Jeremiah 31:31-34; Psalm 51:1-13 John 12:20-33

This Sunday is the fifth week of Lent. We are now at the end of Jesus' public ministry, signaled by the arrival of "men from Greece" requesting to see Jesus. Asking to see Jesus seems a simple enough request. Nicodemus came to Jesus at night for various reasons, mainly to find a more profound knowledge of the Lord. In the reading today, John's narrative doesn't give us any clue why these men from Greece came to Jesus, except that they were at the festival, which makes us think that they are proselytes and may have heard about Jesus' teachings and want to know more.

It is hard to track the meaning of John's narrative because he has a distinctive way of telling Jesus' story. Unlike the Synoptic Gospels, John's gospel displays Jesus' teaching in a series of discourses focusing on signs that show both his humanity and his divinity. By doing so, he drops some details about places and times.

The prevailing question in this narrative is why John did not elaborate on the visitors from Greece. Theologians wrote extensively about this story. A comment that caught my attention is that John did not elaborate on the visit because, for John's purposes, Jesus' announcement about his death and glorification was enough. He intended to emphasize JESUS' DIVINITY, his DEATH AND RESURRECTION.

Walking with Jesus is challenging, as seen from interruptions in his journey to Jerusalem - the crowd hailing him with "Hosannas" and religious opponents hunting him down for just about anything he says. Then we have his disciples who, even at this eleventh hour, do not fully understand their Master's mission.

It's easy to comment on [or] misunderstand the disciples' actions because we have hindsight about the entire gospel story. However, please understand the disciples' seeming ignorance. Also, come to terms with Jesus' feelings about his crucifixion, accepting he had a nature like ours. He shrunk back from pain as we do; he had a mother, brothers, and sisters; he had a unique place in the mountains for quiet times and broke bread with friends. To turn his back on all this and set his face towards vicious whipping and beating, mocking and shameful crucifixion was not easy.

You can tell from Jesus' words from the scripture today that he felt isolated from God. John allows us to feel this isolation with the beautiful dialogue in which God's voice responded with thundering, cheering Jesus on. Jesus must die to reconcile us to God because man cannot keep the Law of Moses. God set this redemption plan long ago, and the disciples are in the plans to be witnesses of Jesus' redemptive plans. They are to spread the gospel in Judea and to the ends of the world.

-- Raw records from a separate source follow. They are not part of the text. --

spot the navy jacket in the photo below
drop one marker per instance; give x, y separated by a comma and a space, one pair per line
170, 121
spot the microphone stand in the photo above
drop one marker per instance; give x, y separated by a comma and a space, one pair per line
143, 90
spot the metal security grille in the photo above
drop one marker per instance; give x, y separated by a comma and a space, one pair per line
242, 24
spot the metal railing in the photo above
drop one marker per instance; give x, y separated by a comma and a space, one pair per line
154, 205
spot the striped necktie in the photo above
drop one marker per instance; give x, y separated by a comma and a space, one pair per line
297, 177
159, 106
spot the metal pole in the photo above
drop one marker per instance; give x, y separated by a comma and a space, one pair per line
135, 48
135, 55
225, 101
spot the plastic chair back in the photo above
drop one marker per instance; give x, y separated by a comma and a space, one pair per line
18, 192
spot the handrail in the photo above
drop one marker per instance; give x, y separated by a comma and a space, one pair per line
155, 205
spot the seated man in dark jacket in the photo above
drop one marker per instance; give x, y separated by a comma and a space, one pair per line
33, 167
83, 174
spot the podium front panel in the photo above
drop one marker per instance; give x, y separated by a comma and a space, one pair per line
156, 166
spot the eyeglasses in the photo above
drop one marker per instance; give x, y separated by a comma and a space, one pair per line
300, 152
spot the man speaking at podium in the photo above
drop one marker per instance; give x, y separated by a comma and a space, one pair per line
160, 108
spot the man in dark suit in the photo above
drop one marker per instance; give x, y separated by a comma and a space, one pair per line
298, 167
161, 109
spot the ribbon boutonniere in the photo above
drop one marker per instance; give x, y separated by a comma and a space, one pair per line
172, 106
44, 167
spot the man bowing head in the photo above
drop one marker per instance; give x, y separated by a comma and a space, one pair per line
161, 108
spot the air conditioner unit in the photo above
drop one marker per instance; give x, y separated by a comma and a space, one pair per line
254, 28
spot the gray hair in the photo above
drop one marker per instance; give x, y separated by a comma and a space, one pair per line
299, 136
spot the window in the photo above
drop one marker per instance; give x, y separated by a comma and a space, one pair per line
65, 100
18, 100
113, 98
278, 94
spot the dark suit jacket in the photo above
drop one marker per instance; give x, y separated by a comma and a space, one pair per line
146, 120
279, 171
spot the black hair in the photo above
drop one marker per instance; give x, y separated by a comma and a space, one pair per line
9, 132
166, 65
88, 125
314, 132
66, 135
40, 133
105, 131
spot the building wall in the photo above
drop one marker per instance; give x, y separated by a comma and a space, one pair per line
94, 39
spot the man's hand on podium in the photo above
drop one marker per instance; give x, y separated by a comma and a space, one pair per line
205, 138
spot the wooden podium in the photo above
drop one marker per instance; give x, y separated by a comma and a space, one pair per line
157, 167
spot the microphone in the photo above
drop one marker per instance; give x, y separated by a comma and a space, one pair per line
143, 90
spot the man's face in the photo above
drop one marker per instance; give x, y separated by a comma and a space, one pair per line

Jeremiah prophesied Jesus' redemptive plan with a passionate and symbolic meaning: "I will engrave my Law within them and write it on their hearts." This engraving signifies a transformation of God's people with an "INWARD SIGN OF IDENTIFICATION" – where God is the center in the holiness of the believer's life. But to get this new identification, we must die to our old self, like a grain of wheat. And plants teach us that decay is not the end. They grow their leaves during spring, blossom their flowers, and bear fruit during summer; however, they lay down their leaves during the fall and accept slumber during winter. Then, they rise again as the spring season awakens. That's transformation. David repented his sins and prayed for God to transform him – to give him a clean heart and renewed spirit (Ps. 51).

Let me ask you what you will do with your clean heart – a chance to start over again? You see – a renewed and clean heart gives a way to respond to God. And it is not about living in a cautious and closed-off way. It is Jesus' way of life. Jesus' way of life is taking risks, reaching out to others, serving the poor, working for justice, being reconciled with others, and being like grains of wheat that will multiply to give the certainty of being seeds for the adventure of growth and new life and the spreading of blessings.

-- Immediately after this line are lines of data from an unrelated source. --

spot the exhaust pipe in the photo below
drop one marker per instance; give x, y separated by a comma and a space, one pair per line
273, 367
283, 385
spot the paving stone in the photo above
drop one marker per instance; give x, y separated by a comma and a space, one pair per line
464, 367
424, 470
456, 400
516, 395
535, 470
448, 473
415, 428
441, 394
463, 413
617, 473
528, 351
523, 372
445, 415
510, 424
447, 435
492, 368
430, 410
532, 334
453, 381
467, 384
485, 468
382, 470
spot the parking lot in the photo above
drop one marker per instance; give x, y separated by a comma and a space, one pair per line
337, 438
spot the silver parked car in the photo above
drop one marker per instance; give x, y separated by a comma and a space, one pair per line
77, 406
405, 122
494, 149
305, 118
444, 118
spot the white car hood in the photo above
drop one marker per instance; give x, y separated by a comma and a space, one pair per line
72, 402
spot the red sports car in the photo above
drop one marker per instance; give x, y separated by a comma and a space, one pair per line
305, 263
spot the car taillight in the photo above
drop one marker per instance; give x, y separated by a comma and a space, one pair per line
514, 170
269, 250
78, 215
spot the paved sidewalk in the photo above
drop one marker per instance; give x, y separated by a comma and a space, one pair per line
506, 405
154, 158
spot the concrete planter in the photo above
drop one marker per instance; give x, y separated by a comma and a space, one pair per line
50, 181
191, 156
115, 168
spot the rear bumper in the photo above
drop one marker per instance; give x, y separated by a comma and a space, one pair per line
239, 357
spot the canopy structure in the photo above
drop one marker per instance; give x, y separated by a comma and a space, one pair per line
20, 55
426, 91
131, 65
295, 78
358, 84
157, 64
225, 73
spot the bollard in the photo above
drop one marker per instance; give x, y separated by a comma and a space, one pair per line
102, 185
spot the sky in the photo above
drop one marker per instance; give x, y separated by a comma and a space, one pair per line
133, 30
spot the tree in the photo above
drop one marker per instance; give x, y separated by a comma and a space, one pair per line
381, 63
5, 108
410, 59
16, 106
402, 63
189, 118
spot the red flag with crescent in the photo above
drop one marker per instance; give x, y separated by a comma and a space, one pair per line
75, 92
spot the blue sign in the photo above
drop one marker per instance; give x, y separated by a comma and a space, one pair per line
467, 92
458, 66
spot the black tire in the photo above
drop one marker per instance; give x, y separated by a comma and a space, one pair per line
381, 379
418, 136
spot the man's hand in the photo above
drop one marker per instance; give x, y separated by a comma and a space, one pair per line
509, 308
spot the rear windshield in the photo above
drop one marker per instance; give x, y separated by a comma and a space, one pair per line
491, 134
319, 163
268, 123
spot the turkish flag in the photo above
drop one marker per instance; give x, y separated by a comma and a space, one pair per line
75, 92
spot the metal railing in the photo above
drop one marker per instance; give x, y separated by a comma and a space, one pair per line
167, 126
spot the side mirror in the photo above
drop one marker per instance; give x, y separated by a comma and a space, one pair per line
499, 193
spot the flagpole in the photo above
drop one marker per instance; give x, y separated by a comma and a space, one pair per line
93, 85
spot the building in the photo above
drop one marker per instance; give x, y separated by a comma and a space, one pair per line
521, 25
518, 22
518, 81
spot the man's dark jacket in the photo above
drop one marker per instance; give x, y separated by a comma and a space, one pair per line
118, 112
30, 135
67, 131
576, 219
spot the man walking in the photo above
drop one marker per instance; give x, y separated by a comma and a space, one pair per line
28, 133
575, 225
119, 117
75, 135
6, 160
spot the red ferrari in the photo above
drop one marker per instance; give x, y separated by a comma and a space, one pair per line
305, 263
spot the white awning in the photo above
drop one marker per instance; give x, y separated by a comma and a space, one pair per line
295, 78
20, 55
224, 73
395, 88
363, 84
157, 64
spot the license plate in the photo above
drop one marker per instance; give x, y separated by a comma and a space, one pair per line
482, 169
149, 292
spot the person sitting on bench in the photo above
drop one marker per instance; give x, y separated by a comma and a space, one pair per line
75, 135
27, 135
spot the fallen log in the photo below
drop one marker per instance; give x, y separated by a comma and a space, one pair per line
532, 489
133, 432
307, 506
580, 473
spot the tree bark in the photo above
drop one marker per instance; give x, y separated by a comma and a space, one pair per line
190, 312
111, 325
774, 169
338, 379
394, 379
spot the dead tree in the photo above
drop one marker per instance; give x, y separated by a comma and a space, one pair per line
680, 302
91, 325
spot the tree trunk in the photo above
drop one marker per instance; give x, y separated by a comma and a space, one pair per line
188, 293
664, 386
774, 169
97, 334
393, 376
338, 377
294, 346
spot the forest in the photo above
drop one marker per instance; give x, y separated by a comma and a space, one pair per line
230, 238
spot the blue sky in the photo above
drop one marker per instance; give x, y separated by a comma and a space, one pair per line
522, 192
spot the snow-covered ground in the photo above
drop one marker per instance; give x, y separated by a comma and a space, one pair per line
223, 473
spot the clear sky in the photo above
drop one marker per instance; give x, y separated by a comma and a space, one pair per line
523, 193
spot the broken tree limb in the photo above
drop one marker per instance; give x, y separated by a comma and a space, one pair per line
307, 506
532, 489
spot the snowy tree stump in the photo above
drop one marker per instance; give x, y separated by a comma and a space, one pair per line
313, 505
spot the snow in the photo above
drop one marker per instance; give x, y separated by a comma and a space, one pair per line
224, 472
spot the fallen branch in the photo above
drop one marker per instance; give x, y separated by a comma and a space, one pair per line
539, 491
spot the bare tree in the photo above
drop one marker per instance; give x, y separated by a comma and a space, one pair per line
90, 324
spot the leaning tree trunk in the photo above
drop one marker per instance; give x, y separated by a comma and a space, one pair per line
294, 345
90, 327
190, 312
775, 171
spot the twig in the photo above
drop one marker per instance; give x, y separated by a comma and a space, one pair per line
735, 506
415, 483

C.S. Lewis (C.S. Lewis Classics) says of this offer of grace: "Considering the staggering nature of these promises, we are half-hearted creatures - We are like ignorant children who want to go on making mud pies in a slum because we cannot comprehend that God is offering a holiday at sea."

Let's pray that God brings our unmanageable hearts and affections into order, giving us the grace to love what he loves and fixing our renewed hearts where true joys are found. AMEN!